Esse "paracaídas" foi Paraíso, de 2009, onde retratou a tragédia de um balsero cubano recém-chegado a Miami, ignorante dos códigos e normas de outra sociedade, um outsider, deslocado, sem conseguir se encaixar em nenhum dos lugares.
Com um orçamento mínimo de $30.000 dólares, Ichaso filmou Paraíso, normalmente nas ruas de Miami, sem permissões, contando com a ajuda de amigos e familiares. Isso representou um desafio, mas também um estímulo criativo.
Diverso, internacional, mas também pessoal, seu cinema inclui, além de Sugar Hill (1994), Execution of Justice (1999), Hendrix (2000), The Fear Inside (1992), Zooman (1995) e Free of Eden (1999), mas não se limita a isso. Na televisão, dirigiu episódios da série Miami Vice por volta de 1984.
Nesse espaço liminal entre o cinema de Hollywood (Piñero, Sugar Hill, Medium e The Cleaner) e projetos menores e mais pessoais como Paraíso, Ichaso deixou sua marca na indústria cinematográfica e nos legou histórias que se tornaram imortais graças à sua obra.

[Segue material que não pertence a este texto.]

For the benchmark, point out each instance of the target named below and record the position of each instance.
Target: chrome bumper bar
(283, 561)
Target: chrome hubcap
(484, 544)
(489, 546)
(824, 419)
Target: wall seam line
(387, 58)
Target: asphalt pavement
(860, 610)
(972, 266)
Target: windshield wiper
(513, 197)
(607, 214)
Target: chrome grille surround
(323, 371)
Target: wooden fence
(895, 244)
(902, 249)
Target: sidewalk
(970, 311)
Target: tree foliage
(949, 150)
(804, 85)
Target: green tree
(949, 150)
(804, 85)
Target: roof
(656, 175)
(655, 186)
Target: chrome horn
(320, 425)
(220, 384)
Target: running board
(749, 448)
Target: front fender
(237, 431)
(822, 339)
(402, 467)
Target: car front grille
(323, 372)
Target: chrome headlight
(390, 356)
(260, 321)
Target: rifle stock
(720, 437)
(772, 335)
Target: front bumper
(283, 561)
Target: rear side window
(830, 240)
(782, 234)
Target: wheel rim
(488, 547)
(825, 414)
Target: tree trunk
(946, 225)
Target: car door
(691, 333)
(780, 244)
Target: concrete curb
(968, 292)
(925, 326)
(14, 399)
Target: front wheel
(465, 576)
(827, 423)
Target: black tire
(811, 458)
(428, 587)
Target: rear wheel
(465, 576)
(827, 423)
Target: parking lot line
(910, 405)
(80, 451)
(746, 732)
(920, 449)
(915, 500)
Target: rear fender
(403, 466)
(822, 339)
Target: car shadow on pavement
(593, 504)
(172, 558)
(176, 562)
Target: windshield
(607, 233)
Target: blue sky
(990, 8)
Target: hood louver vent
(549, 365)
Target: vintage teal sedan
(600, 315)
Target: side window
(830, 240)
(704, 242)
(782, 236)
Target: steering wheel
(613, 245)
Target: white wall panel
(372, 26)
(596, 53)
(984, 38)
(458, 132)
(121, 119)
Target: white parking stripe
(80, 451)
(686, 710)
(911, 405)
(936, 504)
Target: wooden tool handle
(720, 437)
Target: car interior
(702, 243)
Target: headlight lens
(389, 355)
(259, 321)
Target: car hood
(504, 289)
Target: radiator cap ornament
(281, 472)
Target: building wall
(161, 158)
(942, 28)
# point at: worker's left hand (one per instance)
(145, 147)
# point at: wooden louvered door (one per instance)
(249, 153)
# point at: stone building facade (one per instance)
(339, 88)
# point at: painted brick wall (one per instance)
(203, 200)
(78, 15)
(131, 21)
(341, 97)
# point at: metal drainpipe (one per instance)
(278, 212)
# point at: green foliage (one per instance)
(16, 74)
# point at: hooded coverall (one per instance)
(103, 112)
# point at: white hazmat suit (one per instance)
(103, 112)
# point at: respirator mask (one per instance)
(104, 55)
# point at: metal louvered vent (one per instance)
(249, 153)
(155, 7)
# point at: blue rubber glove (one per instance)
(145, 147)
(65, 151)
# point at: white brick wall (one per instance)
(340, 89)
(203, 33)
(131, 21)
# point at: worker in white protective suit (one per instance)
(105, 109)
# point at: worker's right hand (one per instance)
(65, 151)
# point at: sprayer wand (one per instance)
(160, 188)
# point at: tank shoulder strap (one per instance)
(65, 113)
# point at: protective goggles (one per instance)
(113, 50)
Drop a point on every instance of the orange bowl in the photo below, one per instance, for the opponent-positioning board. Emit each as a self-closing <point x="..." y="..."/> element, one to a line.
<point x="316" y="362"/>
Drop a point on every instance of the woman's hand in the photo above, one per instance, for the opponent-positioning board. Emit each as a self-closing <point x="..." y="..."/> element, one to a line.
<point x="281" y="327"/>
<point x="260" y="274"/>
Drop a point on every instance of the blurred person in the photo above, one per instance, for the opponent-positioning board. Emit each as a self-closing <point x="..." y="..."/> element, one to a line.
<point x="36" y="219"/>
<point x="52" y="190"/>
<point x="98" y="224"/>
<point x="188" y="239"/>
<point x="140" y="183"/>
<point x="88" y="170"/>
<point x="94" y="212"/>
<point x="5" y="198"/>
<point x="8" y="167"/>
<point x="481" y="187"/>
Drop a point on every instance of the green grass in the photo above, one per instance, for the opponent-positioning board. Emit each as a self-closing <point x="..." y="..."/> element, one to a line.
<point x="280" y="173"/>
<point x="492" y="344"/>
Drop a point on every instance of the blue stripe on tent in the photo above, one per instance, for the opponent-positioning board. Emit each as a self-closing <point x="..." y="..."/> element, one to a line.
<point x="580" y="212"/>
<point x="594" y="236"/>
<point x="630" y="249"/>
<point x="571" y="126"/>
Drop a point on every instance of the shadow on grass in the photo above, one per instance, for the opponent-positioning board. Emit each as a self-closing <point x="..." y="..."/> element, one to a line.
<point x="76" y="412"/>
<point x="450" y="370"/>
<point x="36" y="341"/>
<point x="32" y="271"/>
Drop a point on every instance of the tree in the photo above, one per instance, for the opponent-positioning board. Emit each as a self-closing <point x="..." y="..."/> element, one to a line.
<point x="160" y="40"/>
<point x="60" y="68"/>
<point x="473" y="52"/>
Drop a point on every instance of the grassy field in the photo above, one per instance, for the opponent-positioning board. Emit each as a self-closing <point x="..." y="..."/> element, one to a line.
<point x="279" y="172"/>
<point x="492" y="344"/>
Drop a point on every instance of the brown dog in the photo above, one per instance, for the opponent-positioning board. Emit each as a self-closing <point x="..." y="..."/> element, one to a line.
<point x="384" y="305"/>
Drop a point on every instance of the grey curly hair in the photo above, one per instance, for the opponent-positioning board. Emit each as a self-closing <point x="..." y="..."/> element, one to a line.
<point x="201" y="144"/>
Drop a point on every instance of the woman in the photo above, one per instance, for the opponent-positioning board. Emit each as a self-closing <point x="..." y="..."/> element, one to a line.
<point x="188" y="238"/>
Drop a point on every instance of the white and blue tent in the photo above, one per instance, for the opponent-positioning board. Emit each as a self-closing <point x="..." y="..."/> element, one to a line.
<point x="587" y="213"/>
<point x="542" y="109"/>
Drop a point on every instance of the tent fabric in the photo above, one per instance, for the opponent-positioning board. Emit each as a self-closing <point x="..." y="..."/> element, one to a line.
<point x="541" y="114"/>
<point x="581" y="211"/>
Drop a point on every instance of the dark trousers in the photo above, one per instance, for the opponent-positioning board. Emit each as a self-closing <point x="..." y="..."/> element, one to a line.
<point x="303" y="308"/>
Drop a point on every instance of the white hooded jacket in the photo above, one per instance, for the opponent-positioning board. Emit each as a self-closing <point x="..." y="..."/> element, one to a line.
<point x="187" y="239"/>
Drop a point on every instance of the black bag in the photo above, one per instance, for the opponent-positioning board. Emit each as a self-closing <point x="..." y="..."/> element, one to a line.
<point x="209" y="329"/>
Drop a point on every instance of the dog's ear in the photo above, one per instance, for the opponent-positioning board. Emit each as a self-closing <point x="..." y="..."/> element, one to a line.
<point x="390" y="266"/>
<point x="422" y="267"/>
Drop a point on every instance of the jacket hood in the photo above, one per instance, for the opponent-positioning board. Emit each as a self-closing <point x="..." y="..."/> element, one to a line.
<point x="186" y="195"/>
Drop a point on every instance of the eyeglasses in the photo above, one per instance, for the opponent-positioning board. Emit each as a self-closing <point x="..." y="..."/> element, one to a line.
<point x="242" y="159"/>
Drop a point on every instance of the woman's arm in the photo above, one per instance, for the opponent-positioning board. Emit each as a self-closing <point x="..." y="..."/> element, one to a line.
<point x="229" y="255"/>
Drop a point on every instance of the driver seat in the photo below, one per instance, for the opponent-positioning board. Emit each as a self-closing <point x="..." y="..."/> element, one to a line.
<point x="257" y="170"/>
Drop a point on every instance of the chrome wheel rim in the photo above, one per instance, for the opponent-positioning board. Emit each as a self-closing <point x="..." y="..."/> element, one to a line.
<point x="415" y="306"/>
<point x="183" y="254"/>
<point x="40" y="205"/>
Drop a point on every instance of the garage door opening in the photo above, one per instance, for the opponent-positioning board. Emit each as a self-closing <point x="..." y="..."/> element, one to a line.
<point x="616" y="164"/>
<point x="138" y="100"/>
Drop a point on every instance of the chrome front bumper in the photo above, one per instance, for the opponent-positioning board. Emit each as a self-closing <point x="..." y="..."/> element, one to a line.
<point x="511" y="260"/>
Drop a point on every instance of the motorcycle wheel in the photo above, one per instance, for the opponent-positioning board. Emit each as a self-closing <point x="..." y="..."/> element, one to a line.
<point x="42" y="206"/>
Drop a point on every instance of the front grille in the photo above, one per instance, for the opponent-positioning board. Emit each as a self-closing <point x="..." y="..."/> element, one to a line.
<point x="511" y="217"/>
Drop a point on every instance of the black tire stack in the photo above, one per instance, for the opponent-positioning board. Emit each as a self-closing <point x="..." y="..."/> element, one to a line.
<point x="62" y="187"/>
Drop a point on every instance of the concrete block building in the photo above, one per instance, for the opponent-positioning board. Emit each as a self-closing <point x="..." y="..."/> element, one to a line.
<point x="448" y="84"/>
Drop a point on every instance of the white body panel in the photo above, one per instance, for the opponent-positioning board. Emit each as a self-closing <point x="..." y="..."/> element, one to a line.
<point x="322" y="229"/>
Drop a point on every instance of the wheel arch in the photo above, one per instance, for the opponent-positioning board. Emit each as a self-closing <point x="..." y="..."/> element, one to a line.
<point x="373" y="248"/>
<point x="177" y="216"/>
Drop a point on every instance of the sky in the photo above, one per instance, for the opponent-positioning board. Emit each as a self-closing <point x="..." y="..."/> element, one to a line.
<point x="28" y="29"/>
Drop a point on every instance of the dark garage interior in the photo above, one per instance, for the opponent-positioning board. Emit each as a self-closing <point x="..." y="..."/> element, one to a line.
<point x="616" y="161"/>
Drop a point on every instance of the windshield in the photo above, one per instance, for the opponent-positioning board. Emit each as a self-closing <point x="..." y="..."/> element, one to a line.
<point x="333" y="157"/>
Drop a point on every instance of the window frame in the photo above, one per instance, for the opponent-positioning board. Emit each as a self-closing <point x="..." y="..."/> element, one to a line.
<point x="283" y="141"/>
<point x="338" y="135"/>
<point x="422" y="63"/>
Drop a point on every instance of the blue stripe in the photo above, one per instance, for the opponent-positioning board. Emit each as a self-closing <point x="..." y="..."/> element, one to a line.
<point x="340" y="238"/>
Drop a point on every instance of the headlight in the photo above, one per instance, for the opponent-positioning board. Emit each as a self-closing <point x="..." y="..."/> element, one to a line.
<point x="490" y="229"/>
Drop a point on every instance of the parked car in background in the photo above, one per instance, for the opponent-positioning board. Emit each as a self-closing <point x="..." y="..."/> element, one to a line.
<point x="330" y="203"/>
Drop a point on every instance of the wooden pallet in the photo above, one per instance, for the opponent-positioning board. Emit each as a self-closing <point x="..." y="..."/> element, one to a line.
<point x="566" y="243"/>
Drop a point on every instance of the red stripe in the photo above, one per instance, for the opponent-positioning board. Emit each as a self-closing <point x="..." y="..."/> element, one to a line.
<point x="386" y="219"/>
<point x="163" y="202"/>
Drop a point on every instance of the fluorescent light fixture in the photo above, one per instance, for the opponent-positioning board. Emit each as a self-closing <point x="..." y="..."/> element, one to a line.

"Sinto que estou compartilhando um segredo: 'Aqui, toma. Vou te passar'", comentou em uma entrevista. "Isso é uma grande alegria, como levar alguém ao seu restaurante favorito ou deixá-lo ouvir sua música preferida. A maioria dos mundos que levo as pessoas ainda não conheceu. Mas uma vez que os descobrem, tendem a ficar."